The picture showes the 1/12th version, a completed 'twin' next to it in 1/24th scale, and the smallest pitchers under construction.

Do you see the pencil in the picture above, and its tapered black plastic point.  I found the tapered point to be a really useful gluing jig for the smallest pieces.  After curling the paper to shape, I applied a thin line of glue down one edge, inserted the pencil, overlapped the paper edges and pressed down against the pencil taper until the glue dried.  The jugs are tapered as well, so the pencil point was just the right shape.

Another good tip which I forgot to mention last week:  before cutting the 'teeth' at the bottom of the main body of the pitcher, lightly score a fold line along the bottom of the pitcher.  I did this by placing a round plastic cap firmly down onto the paper to give me a curved edge against which I could draw the back of a knife along the line.  This gives a much smoother line when you fold the teeth inwards prior to gluing on the base.

The end results aren't perfect, but I think they are good enough.  I stole a bit of Lady's Mantle flower out of the garden to put in this jug for the picture.











And here is a picture of the two sizes of 1/24th jug, large and small, up against a large 1/12th jug.



The other thing I did this week was to have a trawl through various printable sites looking for printies that I could use for the boy's room as accessories.  I printed off several possibilities so it looks like there is more origami in my future.

Tuesday 2 August 2011

Bit late this week

I usually blog on a Sunday but I'm a bit late this week.  Partly because I didn't actually get to the part that I wanted to blog.

Some time ago I printed off these printable French Flower buckets, pitchers and Pots from Miniatures.About.com in three scales.  I've seen pitchers like this on other blogs, but I don't have a lot of experience with printables myself.

So I felt it would prudent to make up the 1/12th versions first, to familiarise myself with the project, before tackling the scarily small bits of paper for the 1/24th versions.

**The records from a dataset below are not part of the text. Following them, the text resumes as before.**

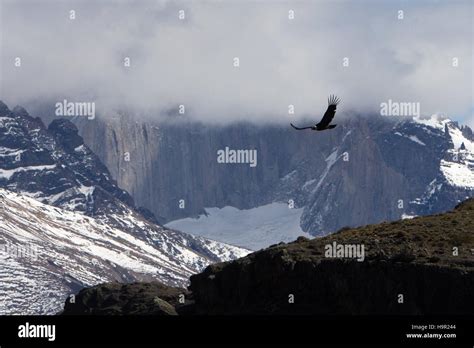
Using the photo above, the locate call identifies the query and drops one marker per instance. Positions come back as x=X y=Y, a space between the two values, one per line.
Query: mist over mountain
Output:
x=148 y=60
x=369 y=169
x=65 y=224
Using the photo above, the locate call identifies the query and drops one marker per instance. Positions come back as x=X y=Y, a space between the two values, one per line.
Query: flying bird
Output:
x=327 y=118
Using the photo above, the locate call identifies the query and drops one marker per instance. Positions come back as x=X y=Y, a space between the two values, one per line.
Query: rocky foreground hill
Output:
x=423 y=265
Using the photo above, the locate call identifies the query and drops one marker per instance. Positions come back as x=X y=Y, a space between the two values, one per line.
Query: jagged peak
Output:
x=3 y=108
x=63 y=126
x=20 y=111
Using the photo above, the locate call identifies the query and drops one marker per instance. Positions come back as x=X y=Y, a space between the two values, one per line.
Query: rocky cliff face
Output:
x=418 y=267
x=376 y=168
x=65 y=224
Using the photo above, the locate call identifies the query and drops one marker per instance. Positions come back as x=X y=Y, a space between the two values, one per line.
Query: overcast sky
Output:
x=282 y=61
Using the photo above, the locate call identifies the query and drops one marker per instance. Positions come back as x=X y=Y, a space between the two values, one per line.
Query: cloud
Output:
x=282 y=61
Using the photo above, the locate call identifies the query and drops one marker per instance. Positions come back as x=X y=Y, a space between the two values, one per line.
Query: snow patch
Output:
x=254 y=228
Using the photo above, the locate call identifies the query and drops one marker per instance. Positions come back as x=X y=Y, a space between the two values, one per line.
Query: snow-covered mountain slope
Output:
x=48 y=253
x=369 y=169
x=86 y=229
x=254 y=229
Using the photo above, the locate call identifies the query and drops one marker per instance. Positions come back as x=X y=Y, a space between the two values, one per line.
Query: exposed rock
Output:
x=373 y=162
x=131 y=299
x=409 y=267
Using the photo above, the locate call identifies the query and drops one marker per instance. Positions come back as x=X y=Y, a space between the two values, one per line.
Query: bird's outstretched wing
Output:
x=330 y=112
x=298 y=128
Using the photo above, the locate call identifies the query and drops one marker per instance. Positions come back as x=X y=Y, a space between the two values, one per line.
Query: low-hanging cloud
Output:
x=283 y=61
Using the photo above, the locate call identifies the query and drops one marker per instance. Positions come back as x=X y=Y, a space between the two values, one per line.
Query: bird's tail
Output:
x=333 y=100
x=298 y=128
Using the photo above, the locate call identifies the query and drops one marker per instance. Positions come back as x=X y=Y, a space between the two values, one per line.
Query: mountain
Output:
x=377 y=168
x=392 y=274
x=65 y=223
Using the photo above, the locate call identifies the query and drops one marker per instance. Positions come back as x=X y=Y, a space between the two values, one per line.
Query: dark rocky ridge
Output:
x=410 y=257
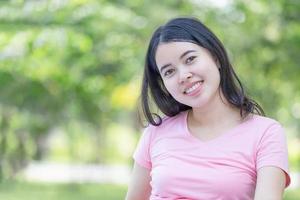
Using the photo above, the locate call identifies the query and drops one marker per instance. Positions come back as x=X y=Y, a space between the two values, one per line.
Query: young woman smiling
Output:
x=213 y=141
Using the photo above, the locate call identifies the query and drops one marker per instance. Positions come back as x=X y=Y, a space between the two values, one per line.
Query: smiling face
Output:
x=189 y=72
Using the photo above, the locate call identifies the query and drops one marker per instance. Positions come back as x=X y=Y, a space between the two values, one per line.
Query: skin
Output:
x=181 y=65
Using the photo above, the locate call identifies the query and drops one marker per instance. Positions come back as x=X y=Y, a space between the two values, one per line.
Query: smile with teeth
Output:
x=194 y=87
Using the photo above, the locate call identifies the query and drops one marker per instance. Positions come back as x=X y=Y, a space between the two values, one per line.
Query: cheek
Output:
x=171 y=87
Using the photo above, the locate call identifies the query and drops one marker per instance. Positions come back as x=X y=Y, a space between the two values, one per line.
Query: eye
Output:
x=190 y=59
x=168 y=72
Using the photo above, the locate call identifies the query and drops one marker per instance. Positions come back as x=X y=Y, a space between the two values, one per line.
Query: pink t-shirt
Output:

The printables come with coloured backing sheets.  In a perfect world. you would print these doublesided onto heavy paper.  In my world, I printed on normal paper at a location other than my home (which of course wouldn't be my office because that would be against policy) so I had to glue the two layers together, which made some of the printables not entirely flat. I painted both sides with Decoart MultiSealer, which strengthens the paper and gives it a slight sheen.

I tried three pitchers, and a flower planter.  The flower planter is a write off, it came out crooked plus I managed to smear the gold paint that I applied to finish the edges.  The pitchers don't look too bad.  I will put them in my Willowcrest quilt shop as artistic decor.

Making these took me quite a while so I didn't actually get to trying the 1/24th versions (which still look scarily small).